My concern is the human mind in service
to an open heart, and my problem
is that the heart picks issues rich in ambiguity
and multiplicity of voices, tensions
and torsions tugging not one way but
in many directions, even dimensions, as does
a spider’s web weighed down with dew –
to clarify which a mind’s abacus is required

equal in subtlety to subtlety itself, while
in all our thinking and talking, one
effect follows one cause from question
to conclusion down one sentence or white
paper — whereas in counterpoint,
Bach’s fugal voices contain their dissonance.

Mapping missing links

March 19, 2008

Jogged by a mention in John Robb’s blog, I found an interesting quote in a piece Rick Bookstaber wrote for Institutional Investor on The Myth Of Non Correlation:

What catches many investors off guard and leads them to make the “100 year” sort of comment is not the behavior of individual markets, but the concurrent big and unexpected moves among markets. It’s the surprising linkages that suddenly appear between markets that should not have much to do with one other and the failed linkages between those that should march in tandem. That is, investors are not as dumbfounded when volatility skyrockets as when correlations go awry. This may be because investors depend on correlation for hedging and diversifying. And nothing hurts more than to think you are well hedged and then to discover you are not hedged at all.

Here’s the money quote from the hipbone perspective:

It’s the surprising linkages that suddenly appear between markets that should not have much to do with one other and the failed linkages between those that should march in tandem.

Simply put, the issue is mapping the world in a way that corresponds with the world’s linkages, that’s not surprised by them… and what do you do, then, about black swans, about surprise?

Spiders and dewdrops

March 19, 2008

Spiders and dewdrops do a pretty convincing job of portraying a certain level of complexity in this node-and-edge diagram of the global situation.

spider_web.jpg

When, say, Castro hands over power to his brother, or Musharraf has to give up control of the Pakistani army, it’s like snipping a couple of threads in that spiders web — and the droplets fall this way and that, carom into one another, the fine threads they’re on swing down and around until a new equilibrium is reached…

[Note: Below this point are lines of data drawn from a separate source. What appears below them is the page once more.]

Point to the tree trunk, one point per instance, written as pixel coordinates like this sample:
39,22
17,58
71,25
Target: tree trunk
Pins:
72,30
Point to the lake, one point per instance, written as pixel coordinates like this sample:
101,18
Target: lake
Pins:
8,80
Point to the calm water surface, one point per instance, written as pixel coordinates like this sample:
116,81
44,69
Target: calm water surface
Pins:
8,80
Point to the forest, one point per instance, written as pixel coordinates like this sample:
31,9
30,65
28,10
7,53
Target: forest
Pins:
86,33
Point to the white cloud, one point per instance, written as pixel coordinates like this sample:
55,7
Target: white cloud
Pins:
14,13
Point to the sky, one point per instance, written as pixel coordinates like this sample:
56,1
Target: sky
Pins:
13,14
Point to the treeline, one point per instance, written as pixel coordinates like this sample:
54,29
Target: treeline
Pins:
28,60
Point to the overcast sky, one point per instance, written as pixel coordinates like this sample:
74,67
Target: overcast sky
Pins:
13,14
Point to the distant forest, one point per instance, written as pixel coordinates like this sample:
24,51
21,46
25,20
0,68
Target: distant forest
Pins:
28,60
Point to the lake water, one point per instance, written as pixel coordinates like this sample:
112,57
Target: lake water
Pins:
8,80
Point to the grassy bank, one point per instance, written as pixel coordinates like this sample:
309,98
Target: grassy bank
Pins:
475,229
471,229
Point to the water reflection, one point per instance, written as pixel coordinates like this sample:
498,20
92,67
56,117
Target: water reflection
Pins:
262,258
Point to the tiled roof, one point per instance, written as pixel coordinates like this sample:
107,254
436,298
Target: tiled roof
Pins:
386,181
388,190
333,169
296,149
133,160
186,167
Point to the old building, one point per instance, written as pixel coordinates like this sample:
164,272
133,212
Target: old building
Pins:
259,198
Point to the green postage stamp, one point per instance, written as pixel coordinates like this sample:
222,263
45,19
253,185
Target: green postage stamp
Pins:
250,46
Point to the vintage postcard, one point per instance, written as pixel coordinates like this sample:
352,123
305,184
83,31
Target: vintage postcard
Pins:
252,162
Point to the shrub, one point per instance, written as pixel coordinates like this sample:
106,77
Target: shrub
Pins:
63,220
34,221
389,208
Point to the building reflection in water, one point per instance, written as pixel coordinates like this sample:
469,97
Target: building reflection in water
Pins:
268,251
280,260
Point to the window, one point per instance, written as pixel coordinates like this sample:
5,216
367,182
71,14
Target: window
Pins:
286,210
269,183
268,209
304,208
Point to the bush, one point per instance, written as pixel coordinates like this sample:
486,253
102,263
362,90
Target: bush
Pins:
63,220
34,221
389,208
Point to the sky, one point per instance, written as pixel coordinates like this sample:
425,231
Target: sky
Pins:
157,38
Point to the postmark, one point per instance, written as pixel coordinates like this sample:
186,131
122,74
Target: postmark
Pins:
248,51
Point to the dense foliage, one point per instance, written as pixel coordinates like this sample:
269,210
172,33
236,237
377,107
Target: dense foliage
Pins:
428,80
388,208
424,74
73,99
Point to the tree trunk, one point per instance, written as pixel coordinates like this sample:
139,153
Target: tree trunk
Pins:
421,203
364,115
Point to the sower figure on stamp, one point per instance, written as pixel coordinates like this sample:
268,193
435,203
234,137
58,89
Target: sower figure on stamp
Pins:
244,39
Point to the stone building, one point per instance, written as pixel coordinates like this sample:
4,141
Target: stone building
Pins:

But try thinking that through in terms of Cuba and Pakistan before breakfast one morning if you’re Secretary of State, with a linear Cold War mind, Russia going through its own changes, and al-Qaida and associates training and recruiting in the background…

About hipbone out loud

March 17, 2008

Understanding is modeling, mapping.

In this blog, I want to capture the glimpses I have of an extraordinary world, each glimpse being a tiny area of a vast map — certainly more sophisticated than any individual can generate with data visualization tools and modeling software, perhaps more complicated than a single culture can grasp as a collective — but important, as it is the matrix in which our individual and cultural life-maps fall.

You will find I favor quotes and anecdotes as nodes in my personal style of mapping — which lacks the benefits of quantitative modeling, the precision with which feedback loops can be tracked, but more than compensates in my view, since it includes emotion, human identification, tone of voice.

The grand map I envision skitters across the so-styled “Cartesian divide” between mind and brain. It is not and cannot be limited to the “external” world, it is not and cannot be limited to the quantifiable, it locates powerful tugs on behavior within imagination and powerful tugs on vision within hard, solid fact.

Doubts in the mind and runs on the market may correlate closely across the divide, and we ignore the impacts of hope, fear, anger and insight at our peril.